The commission will hear and discuss the case after 1 p.m. Monday in the Embassy Room at the Best Western Senator Conference Center at 284 Western Ave. in Augusta.
Reached at his house early Tuesday evening, Carter declined to comment without first conferring with his lawyer in Augusta.
During the investigation, Carter invoked his 5th Amendment right against self-incrimination and didn’t respond to the allegations of sexual harassment.
According to the report, the girl worked for Carter as a helper before and after school and full-time during the summer from May through Sept. 18, 2006. He has seven horses and paid the teenager $6.25 an hour to care for, feed, water and groom the animals.
The report states that the girl accused Carter of kissing her on the mouth and neck on a daily basis, forcing her to the ground and kissing her multiple times while holding her arms above her head, grabbing her thigh, hand, buttocks and breasts, fingering her crotch through her pants, and reaching up her shirt or down her pants.
The teenager also accused Carter of forcing her to quit other jobs so she could learn more about horses by working for him, punishing her by refusing to let her work if she spent time with a friend, rewarded her with gifts and promised her advanced horse-training opportunities if she agreed to spend time with him and let him kiss and fondle her.

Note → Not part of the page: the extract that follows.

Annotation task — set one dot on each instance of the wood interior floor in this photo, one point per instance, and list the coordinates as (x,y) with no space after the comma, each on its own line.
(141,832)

“Mr. Carter’s abuse of (the victim) was ultimately so severe that it not only forced her to resign, it also caused her to seek professional mental health assistance,” Lelli said in the report.
The report also includes information from Rumford police Detective Lt. Mark Cayer’s investigation into the matter in mid-September 2006.
According to a statement to Cayer signed by Carter on Sept. 22, 2006, Carter said, “I … admitted wrongdoing, in that during the summer … I made inappropriate passes to (Jane Doe) by feeling her breast and buttocks on several occasions … I don’t believe I did it more than five times.”
Contacted Tuesday afternoon, Cayer said he charged Carter with unlawful sexual touching and referred the matter to the District Attorney’s Office in Paris, but that office declined to prosecute, telling Cayer there wasn’t enough evidence.
“I felt there was adequate probable cause for the charges,” Cayer said.
A secretary at the District Attorney’s Office said Tuesday afternoon that prosecutors there declined to pursue the case in November 2006, but said she would not explain why or discuss any aspect of the case.
Patricia E. Ryan, executive director of the Maine Human Rights Commission, said that if the commission adopts Lelli’s recommendation, it’s required by law to try to resolve the matter before filing a lawsuit against Carter in one of Maine’s superior courts.